The Problems You Face From Washing Your Hands Too Much

Most of us haven't always been good at washing our hands the right way, but this has had to change recently due to the threat posed by the COVID-19 coronavirus. If you don't know the drill by now, both the Centers for Disease Control (CDC) and the World Health Organization (WHO) have said that the best way to protect yourself from the coronavirus is to wash your hands properly. And that means wetting your hands with clean water, lathering across every spot on your hands and singing "Happy Birthday" or your song of choice (we recommend Gloria Gaynor's "I Will Survive") for at least 20 seconds, rinsing, and then drying off with a clean towel.


"Coronavirus is changing some of our hygiene habits. People are washing hands more frequently with soap and water. You're supposed to do it for 20 seconds, and often, people fall short of this. If they're doing it the whole time now, they might have issues, especially in the winter, with dry and cracked skin," Mary Stevenson, an assistant professor of dermatology at NYU Langone Health, told Time.

Constant washing wreaks havoc on your hands

But here's the part about soap and water that no one talks about. "Soap removes the natural oils from your skin. If you're washing your hands frequently, you're removing more oil than your skin can produce, and that can eventually make it dry, rough, and cracked.
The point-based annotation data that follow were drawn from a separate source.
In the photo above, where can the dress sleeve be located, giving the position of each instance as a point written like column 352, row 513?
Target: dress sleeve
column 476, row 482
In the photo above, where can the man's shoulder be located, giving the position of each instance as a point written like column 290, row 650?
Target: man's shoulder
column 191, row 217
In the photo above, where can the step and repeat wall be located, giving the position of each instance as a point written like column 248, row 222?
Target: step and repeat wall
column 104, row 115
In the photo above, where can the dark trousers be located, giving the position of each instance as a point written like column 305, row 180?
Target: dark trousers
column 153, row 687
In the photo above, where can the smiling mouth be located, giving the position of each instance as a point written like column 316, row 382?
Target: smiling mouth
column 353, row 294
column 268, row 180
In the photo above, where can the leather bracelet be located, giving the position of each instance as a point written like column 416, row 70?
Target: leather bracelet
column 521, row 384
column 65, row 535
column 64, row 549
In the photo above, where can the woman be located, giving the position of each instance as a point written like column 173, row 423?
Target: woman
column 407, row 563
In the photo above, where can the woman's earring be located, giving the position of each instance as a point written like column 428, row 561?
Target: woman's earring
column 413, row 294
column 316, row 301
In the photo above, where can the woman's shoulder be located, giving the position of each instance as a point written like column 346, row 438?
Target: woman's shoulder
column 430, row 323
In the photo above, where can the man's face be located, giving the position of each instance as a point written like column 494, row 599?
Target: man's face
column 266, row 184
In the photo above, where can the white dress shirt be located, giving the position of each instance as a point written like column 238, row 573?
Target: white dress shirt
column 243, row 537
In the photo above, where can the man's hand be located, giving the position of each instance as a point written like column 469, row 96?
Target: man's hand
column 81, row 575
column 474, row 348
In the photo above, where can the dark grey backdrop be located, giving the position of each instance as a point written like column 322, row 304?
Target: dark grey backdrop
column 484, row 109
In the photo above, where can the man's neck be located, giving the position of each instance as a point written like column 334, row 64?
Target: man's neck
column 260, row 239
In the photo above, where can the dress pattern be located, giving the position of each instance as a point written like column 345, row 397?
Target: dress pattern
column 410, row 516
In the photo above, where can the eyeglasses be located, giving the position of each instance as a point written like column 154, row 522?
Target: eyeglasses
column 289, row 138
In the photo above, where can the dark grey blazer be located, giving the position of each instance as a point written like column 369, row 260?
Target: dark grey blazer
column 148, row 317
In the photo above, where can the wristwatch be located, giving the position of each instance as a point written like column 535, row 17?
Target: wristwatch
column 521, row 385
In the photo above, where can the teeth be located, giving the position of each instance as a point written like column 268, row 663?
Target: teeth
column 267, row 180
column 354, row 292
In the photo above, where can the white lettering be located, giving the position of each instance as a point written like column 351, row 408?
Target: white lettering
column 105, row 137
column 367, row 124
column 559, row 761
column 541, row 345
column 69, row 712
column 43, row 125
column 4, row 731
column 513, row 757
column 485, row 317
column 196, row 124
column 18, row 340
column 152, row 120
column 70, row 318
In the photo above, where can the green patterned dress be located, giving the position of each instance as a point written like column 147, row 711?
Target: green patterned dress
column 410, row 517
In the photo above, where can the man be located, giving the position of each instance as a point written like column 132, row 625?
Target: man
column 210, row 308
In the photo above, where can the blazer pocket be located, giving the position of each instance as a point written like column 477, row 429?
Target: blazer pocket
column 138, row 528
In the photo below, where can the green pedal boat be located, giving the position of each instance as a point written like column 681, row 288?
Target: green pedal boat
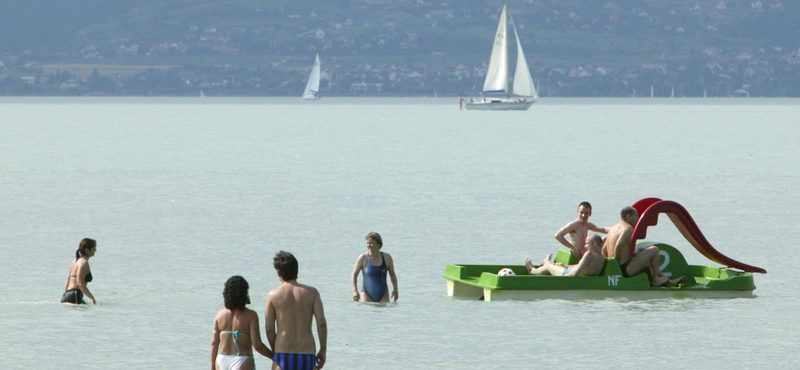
column 482, row 282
And once that happens, it can be tough to recover," Matthew Zirwas, director of the Contact Dermatitis Center at the Ohio State University Medical Center, told Shape


When the skin on your hands become damaged, your hands become prone to infection and eczema. Internal medicine specialist Samer Blockmon told HuffPost, "If you wash your hands too often, you are also removing healthy oils and good bacteria that defend against disease" and if you clean you hands to the point where they are cracking, the fissures could "actually give bacteria an easier way to get into [your] bodies." 

So even if the medical issues that arise from having dry, scaly hands may not be related to the COVID-19 coronavirus, now is not the time to ignore them, since any microscopic damage could allow organisms a shot at compromising your immune system.

Keeping your hands moisturized prevents other medical problems

It is critical to moisturize often to prevent other problems like hand warts (via USA Today) and contact dermatitis from setting in, particularly if your hands are prone to dryness. Mayo Clinic dermatologist Alina Bridges says you'll want to moisturize as soon as you finish washing your hands "because you want to kind of seal it and maybe prevent some of this dryness from occurring." You may even want to keep some moisture on your hands by patting them dry and then adding an oil-based cream because they are more effective. 


While Bridges recommends Vaseline, other brands named by USA Today include Neutrogena and Aquaphor. It's also important to keep small tubes with you, so you can moisturize everywhere, and all the time. If your creams aren't able to cope, Bridges says you can consider applying hand cream overnight, then wearing a pair of cotton gloves.